Le torchon brûle entre la Russie et les États-Unis, accompagnés de leurs alliés, depuis le début de la crise syrienne. Mais les choses se sont profondément envenimées après les attaques aériennes commanditées mercredi 30 septembre par la Russie au-dessus du nord-ouest et des régions centrales de la Syrie. Vladimir Poutine a récemment témoigné de sa volonté de lutter contre le califat autoproclamé mais les Américains et leurs partenaires accusent les Russes d’avoir en fait bombardé des sites connus pour ne pas être tenus par les troupes de l’État islamique, et d'avoir tué trente-six civils au cours d'une attaque. Le leader de Tajammu Al Azza, un groupe de combattants vraisemblablement armé par les États-Unis, affirme que ses hommes ont également été visés.

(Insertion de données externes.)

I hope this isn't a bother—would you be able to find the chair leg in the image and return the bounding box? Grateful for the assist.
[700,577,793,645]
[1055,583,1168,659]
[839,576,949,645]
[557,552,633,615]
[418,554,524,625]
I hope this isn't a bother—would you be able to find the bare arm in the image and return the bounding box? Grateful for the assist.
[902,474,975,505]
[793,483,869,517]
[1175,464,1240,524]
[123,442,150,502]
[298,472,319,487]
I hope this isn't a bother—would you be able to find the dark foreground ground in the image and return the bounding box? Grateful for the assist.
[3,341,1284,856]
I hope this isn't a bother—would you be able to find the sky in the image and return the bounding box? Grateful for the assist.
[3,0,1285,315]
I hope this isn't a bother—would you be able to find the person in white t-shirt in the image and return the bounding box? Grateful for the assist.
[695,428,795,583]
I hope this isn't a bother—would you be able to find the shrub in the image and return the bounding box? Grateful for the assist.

Alexandre Orlov, ambassadeur de Russie en France, a quant à lui démenti sur France Info que la Russie ait bombardé des positions de l’opposition laïque à la dictature de Bachar el-Assad.
Outre-Atlantique, il n’empêche que la sincérité russe est largement mise en doute. Le secrétaire d’État américain, John Kerry, déclare ainsi à Politico: «Les États-Unis sont prêts à travailler avec n’importe quelle nation, y compris la Russie et l’Iran, pour résoudre le conflit mais il faut admettre qu’après un tel bain de sang on ne peut se contenter d’un simple retour à la situation d’avant la guerre.» Le secrétaire à la Défense, Ashton Carter, s’est montré moins prudent: «Cette intervention russe en Syrie peut et va se retourner violemment contre la Russie.»
Errements de la politique étrangère
Cette lecture d’une intervention russe faussement dirigée contre l’État islamique mais en réalité menée pour protéger les intérêts de Bachar el-Assad, son allié dans la région, est aussi celle de la majeure partie de la classe politique américaine, majorité et opposition confondues. Le sénateur républicain de l’Arkansas, Tom Cotton, a ainsi vu dans ces interventions «l’effort éhonté d’un dictateur pour en protéger un autre et écraser les forces de l’opposition modérée syrienne».
Mais la communion s’arrête là entre la Maison Blanche et ses adversaires politiques. John McCain, candidat républicain malheureux à la présidentielle américaine en 2008, s’en est pris vertement à Barack Obama au Sénat, en fustigeant les errements supposés de sa politique étrangère: «C’est la conséquence inévitable de mots creux, de lignes jaunes franchies, d’influence morale ternie, tout ça en arrière du front, et d’un manque total de leadership américain.»
Cette crise syrienne remet même, aux yeux de certains, en cause la possibilité de faire de Barack Obama un leader. Derek Chollet, aujourd’hui consultant pour le German Marshall Fund mais qui a travaillé ces trois dernières années au secrétariat d’État à la Défense, a confié à Foreign Policy: «Ce n’est pas un très bon stratège, si tant est qu’on puisse dire qu’il en est un, parce que je ne peux même pas compter le nombre des initiatives qu’il a prises ces deux dernières années qui ont raffermi la position de la Russie dans le monde».